You should see something like the following:

ci-info: ++++++++++Authorized keys from /home/ubuntu/.ssh/authorized_keys for user ubuntu++++++++++
ci-info: +---------+-------------------------------------------------+---------+------------------+
ci-info: | Keytype |                Fingerprint (md5)                | Options |     Comment      |
ci-info: +---------+-------------------------------------------------+---------+------------------+
ci-info: | ssh-rsa | 24:8d:e7:a6:b8:f5:02:b1:0f:89:92:85:85:eb:d5:59 |    -    | rsa-key-20160303 |
ci-info: +---------+-------------------------------------------------+---------+------------------+

The comment associated with the public key is usually <user>@<hostname>. The Fingerprint can be used to uniquely identify the key pair and can be useful when trying to verify that a public key and a private key are part of the same pair.

What does the Console tab do

On the Instances page then click on your Instance name and then the Console tab.
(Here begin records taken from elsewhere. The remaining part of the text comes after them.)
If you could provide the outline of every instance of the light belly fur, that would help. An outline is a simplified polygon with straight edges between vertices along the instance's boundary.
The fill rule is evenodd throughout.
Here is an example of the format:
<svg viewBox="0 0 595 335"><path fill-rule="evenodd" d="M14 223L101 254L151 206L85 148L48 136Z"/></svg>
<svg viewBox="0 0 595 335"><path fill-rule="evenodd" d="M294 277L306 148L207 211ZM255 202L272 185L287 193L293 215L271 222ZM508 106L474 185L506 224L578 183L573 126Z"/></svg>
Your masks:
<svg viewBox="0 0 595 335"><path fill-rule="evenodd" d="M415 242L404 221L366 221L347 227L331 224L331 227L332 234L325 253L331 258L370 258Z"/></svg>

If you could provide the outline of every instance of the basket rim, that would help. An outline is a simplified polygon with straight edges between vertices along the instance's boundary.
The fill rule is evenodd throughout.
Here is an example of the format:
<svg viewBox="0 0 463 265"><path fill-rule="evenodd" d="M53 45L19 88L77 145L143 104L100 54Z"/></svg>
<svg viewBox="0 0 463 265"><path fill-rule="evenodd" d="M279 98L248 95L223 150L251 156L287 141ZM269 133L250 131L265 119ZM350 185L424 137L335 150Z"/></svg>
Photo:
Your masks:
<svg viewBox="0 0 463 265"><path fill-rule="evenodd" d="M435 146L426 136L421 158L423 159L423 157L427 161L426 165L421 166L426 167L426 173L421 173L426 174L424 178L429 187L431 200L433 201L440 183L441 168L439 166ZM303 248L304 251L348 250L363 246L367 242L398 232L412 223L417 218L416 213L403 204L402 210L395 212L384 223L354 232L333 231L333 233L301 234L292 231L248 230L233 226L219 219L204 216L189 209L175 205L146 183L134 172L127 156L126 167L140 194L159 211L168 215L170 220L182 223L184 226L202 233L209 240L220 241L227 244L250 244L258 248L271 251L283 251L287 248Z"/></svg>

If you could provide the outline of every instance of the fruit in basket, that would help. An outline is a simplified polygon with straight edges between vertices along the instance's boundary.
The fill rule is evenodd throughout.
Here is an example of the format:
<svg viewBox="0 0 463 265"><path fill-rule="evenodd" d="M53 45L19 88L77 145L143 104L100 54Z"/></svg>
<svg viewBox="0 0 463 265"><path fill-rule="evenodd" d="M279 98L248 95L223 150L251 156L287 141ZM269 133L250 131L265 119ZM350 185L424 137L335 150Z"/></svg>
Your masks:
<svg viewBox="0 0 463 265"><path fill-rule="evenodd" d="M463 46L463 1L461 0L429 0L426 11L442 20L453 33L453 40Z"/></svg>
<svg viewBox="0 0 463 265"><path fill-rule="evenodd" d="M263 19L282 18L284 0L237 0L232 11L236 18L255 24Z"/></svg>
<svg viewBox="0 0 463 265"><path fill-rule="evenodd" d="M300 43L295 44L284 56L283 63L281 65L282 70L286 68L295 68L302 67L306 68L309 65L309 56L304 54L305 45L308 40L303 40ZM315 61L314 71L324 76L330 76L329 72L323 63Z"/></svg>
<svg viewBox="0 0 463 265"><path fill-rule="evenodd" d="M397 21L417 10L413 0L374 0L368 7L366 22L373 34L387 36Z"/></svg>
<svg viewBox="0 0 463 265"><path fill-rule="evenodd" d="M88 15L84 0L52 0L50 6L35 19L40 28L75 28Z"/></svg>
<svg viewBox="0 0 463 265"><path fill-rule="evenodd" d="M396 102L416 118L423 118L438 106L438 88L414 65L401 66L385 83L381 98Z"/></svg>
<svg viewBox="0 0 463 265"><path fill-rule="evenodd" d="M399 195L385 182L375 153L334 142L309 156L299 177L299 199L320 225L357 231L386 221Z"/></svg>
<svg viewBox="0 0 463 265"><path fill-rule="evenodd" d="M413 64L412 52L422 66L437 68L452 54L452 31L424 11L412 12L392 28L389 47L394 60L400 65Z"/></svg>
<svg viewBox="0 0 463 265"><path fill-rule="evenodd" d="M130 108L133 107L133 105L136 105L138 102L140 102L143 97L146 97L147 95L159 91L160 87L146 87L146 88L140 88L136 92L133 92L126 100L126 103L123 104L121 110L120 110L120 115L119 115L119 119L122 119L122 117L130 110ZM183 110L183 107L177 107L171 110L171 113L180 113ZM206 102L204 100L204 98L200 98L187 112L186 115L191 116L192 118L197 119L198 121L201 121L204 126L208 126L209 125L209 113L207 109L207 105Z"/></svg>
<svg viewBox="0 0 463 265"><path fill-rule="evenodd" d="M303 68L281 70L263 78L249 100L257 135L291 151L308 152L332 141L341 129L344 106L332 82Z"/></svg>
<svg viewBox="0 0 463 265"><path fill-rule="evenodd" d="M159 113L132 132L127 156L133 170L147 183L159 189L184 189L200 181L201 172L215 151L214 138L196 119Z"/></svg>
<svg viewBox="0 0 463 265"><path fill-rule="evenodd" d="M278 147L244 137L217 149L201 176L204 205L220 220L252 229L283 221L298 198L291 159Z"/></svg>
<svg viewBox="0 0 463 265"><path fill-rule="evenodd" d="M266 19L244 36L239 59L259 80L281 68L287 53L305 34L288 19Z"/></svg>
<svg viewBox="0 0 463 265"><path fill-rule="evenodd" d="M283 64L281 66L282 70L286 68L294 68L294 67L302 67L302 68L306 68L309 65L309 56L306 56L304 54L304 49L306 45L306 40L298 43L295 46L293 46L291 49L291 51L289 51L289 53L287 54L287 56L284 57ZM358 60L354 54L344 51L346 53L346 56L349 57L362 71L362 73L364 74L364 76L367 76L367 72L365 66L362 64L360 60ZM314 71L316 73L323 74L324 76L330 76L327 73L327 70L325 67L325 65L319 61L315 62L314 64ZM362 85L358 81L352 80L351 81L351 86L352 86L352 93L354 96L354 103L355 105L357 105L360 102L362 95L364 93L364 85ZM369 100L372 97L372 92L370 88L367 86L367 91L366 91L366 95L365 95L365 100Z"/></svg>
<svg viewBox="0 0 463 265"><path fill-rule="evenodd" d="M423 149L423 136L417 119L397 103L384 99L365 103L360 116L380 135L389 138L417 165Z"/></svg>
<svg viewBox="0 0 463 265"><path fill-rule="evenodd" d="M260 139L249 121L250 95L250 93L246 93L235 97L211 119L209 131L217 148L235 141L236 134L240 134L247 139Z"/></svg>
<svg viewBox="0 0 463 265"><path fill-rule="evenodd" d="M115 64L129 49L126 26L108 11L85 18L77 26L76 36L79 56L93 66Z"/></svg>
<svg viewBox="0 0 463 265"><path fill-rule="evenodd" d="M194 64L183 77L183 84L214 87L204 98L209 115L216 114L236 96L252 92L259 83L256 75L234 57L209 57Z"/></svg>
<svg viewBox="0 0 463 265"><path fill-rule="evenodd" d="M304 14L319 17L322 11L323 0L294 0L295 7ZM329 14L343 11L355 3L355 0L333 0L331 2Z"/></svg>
If it shows a blank or black box, try clicking on it and pressing the enter key.

Solution

It should show a login: prompt, prompting you to enter your username to login, but if you do it will ask you for a password but since we are authenticating using key pairs we don’t have a password. For this reason console is not very useful for Linux VMs. If you were to create a Windows VM though the authentication process is much different and the console becomes slightly more useful.

VM names to hostnames

If you were to create two VMs with names of _test and test!abs what would the hostname for the VM be?

Solution

the VM name will be modified to remove invalid characters. So a VM name of _test will become a hostname of test and VM name of test!abs will become testabs hostname. When you log into a VM you see the hostname and not the VM name at the command prompt.

Key Points

• The flavor of a VM prescribes the hardware profile of the VM.

• A boot source specifies from what the VM should boot.

• A public key must be inject into the VM in order to connect to it.

• A floating IP must be added to a VM to connect to it from outside the local network in the cloud.

• Port 22 must be opened in the security rules to allow SSH to connect to the VM.

• A security group controls which ports to allow traffic in and out on.